И вот уже кто-то из них первым показал спину, прочие последовали его примеру. Алатристе, и Копонс, и оба Оливареса, и Гарроте, и все, кто уцелел к этой минуте, были залиты вражьей кровью, ослепли от смертоубийства. И – ей-богу, не вру! – англичане, все, сколько их было, ударились в бегство, а наши преследовали их, разя в спину, и такой вот плотной толпой все вместе достигли подножья, где лежало бездыханное тело дона Педро. Это была сущая бойня, и весь склон был завален трупами англичан, по которым катился я, крепко вцепясь в знамя, и вопил что есть мочи, будто хотел выплеснуть в этих воплях и отчаянье свое, и ярость, и отвагу того племени, к которому принадлежали мужчина и женщина, зачавшие меня. Господь свидетель, мне пришлось побывать потом во многих боях и битвах, но такой резни я никогда больше не видел. Я и сейчас еще пускаю слезу, словно какой-нибудь щенок-несмышленыш, когда вспоминаю это, когда вижу, как я, всего-то на всего пятнадцатилетний паренек, вцепясь в дурацкую сине-белую тряпку, несусь с дикими криками по окровавленному склону редута Терхейдена в тот день, когда капитан Алатристе отправился искать себе славной смерти, а я последовал за ним, и товарищи его тоже. Потому что совестно было отпускать его одного.
Эпилог
Все прочее – на картине и в истории. Девять лет спустя, утром, я пересек улицу и вошел в мастерскую Диего Веласкеса, камер-юнкера его величества.
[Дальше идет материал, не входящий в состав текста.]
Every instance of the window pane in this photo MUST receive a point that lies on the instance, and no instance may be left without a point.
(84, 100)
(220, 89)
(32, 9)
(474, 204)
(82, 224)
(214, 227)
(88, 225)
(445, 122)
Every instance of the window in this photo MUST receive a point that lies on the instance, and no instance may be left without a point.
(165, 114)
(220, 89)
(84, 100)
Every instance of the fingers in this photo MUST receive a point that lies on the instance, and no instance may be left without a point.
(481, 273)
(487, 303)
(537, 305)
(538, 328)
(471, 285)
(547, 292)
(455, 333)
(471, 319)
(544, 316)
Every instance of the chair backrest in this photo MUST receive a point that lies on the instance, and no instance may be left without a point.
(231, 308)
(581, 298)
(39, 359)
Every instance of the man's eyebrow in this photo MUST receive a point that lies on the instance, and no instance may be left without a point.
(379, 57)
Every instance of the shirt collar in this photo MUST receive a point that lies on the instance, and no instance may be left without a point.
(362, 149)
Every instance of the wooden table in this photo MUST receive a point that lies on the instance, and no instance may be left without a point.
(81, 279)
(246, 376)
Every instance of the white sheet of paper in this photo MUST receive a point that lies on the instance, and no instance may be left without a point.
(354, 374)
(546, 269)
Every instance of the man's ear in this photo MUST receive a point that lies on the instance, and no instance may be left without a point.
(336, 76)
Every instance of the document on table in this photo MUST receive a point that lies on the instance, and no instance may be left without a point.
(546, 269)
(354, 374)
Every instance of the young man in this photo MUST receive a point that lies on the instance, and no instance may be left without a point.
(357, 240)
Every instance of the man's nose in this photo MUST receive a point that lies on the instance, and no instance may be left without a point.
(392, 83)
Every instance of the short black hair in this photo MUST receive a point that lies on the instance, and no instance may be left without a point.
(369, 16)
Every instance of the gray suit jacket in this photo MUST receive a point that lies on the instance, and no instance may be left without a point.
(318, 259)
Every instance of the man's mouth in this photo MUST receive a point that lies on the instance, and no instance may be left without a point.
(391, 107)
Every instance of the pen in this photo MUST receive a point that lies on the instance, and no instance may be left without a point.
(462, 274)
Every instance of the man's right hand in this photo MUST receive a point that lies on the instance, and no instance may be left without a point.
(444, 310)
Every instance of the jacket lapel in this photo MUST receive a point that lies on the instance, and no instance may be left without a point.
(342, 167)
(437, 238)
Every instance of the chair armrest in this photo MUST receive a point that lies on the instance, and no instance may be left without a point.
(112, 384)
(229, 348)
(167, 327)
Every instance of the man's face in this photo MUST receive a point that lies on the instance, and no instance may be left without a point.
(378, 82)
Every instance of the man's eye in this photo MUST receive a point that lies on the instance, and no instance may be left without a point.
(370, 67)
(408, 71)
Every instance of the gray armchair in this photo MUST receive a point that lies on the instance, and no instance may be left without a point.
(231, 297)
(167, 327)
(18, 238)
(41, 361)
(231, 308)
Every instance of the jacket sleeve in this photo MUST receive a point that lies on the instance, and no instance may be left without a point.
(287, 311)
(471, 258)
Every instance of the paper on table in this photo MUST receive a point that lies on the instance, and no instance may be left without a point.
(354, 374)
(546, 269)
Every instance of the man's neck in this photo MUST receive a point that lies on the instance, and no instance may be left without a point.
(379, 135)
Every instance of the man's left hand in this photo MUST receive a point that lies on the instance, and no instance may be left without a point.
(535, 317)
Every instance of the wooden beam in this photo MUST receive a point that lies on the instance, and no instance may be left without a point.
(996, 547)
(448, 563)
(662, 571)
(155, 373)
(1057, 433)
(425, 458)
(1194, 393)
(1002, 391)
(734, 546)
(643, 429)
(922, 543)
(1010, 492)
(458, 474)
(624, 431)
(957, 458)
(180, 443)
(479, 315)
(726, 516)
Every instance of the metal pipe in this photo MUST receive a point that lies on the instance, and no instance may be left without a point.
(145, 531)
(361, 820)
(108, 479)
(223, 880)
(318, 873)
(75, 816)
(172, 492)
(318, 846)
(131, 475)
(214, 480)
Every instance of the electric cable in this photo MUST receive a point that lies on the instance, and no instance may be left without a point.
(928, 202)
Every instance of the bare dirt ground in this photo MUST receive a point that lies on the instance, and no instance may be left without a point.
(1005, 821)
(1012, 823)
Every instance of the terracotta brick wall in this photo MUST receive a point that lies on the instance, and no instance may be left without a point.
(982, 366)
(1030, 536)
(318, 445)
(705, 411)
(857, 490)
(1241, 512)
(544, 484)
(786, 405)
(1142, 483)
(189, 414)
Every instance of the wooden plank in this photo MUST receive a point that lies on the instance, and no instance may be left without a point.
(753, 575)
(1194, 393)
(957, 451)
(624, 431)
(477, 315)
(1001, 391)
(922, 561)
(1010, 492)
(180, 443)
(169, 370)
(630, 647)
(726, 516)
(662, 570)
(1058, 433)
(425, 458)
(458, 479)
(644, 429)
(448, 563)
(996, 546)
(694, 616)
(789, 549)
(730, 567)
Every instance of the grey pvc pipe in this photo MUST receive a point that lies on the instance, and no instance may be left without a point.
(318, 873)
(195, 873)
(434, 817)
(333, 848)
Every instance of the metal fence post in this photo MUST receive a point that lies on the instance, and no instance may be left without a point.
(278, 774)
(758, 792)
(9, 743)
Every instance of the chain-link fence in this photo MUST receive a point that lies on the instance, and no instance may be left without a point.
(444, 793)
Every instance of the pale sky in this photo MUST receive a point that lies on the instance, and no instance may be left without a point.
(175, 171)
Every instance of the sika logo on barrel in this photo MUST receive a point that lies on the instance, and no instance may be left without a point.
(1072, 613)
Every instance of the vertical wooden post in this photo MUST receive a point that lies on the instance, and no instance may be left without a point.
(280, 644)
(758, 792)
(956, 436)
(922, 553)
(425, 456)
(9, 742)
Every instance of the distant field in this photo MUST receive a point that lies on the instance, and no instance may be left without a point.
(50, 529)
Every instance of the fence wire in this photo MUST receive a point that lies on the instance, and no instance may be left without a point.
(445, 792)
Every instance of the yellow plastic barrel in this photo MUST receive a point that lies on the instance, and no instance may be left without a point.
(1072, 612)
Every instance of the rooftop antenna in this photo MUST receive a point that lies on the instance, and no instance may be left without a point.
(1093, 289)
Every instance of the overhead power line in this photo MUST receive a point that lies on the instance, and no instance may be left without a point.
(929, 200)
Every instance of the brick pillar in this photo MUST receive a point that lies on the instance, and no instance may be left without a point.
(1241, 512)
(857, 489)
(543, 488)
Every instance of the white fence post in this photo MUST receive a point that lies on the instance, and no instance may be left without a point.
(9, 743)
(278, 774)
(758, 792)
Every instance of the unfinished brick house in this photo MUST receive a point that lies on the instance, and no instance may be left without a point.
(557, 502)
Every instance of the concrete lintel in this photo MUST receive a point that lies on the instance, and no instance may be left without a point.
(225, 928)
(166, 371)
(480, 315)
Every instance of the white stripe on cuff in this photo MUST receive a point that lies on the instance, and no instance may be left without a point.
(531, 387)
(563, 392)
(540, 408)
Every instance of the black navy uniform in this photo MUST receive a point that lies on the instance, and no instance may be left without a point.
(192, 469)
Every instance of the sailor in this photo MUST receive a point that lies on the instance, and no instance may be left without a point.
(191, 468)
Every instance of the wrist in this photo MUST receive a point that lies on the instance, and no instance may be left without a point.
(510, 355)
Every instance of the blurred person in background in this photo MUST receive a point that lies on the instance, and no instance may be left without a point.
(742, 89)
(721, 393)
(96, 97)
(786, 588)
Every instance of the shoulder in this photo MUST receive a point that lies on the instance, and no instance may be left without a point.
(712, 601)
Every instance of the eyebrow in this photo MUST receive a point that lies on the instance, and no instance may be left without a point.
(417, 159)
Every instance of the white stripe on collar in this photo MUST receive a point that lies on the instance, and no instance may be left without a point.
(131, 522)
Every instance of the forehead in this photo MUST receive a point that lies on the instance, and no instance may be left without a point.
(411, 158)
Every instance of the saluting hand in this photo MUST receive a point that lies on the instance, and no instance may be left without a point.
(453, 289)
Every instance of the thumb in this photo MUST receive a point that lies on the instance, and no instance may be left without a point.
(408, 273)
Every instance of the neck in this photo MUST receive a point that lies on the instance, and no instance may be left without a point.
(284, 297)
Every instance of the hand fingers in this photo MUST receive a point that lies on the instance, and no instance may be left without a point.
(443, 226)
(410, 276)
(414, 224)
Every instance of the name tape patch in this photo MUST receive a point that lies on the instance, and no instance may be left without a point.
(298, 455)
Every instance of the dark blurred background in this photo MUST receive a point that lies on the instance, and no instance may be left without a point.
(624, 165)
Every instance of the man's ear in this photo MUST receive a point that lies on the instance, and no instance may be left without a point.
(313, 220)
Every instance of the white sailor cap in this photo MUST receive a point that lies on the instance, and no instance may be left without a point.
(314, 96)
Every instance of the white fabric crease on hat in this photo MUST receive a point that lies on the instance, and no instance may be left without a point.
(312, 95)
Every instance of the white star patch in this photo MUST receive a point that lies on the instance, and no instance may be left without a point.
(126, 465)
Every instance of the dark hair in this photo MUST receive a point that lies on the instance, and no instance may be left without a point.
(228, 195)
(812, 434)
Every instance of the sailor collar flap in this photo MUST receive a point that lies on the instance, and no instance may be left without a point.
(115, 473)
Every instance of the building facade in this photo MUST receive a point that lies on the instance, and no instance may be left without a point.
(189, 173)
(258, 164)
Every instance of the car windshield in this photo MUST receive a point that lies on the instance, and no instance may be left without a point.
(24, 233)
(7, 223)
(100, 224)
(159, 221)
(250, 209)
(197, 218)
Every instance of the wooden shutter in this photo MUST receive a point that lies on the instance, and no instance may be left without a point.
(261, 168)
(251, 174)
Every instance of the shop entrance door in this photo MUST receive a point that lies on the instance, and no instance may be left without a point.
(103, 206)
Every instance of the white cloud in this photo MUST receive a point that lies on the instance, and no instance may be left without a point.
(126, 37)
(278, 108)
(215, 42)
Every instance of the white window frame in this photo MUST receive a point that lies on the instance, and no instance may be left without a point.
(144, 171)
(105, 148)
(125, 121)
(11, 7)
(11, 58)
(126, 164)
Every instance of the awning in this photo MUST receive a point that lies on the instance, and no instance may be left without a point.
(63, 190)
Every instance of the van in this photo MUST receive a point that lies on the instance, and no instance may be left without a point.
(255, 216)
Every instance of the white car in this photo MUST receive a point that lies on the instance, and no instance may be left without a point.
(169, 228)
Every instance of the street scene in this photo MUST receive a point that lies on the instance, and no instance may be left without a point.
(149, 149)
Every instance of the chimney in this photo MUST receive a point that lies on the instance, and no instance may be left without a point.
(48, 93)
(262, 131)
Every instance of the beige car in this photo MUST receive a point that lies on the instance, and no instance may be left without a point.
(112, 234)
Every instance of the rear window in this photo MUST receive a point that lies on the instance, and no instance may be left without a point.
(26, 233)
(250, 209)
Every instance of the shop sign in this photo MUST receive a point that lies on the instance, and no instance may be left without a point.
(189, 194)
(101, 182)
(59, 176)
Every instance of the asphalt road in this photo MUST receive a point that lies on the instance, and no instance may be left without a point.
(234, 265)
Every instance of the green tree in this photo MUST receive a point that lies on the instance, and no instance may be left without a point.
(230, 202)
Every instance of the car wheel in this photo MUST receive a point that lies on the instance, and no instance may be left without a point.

День был зимний и серый, и погода еще гнусней, чем во Фландрии: ледок на замерзших лужах похрустывал под моими сапогами со шпорами, и холодный воздух щипал щеки, как ни кутался я в плащ, как ни нахлобучивал шляпу. И потому сущим блаженством было очутиться в теплом темном коридоре, а потом – в просторной мастерской, где в камине весело пылал огонь. Большие окна освещали полотна, развешанные по стенам, натянутые на подрамники или разложенные на деревянном настиле пола. Пахло краской, скипидаром, политурой, и в эту симфонию запахов вплетал ароматную мелодию стоявший на очаге котелок, где варилась курица со специями и вином.
– Прошу вас, сеньор Бальбоа, – произнес Диего Веласкес.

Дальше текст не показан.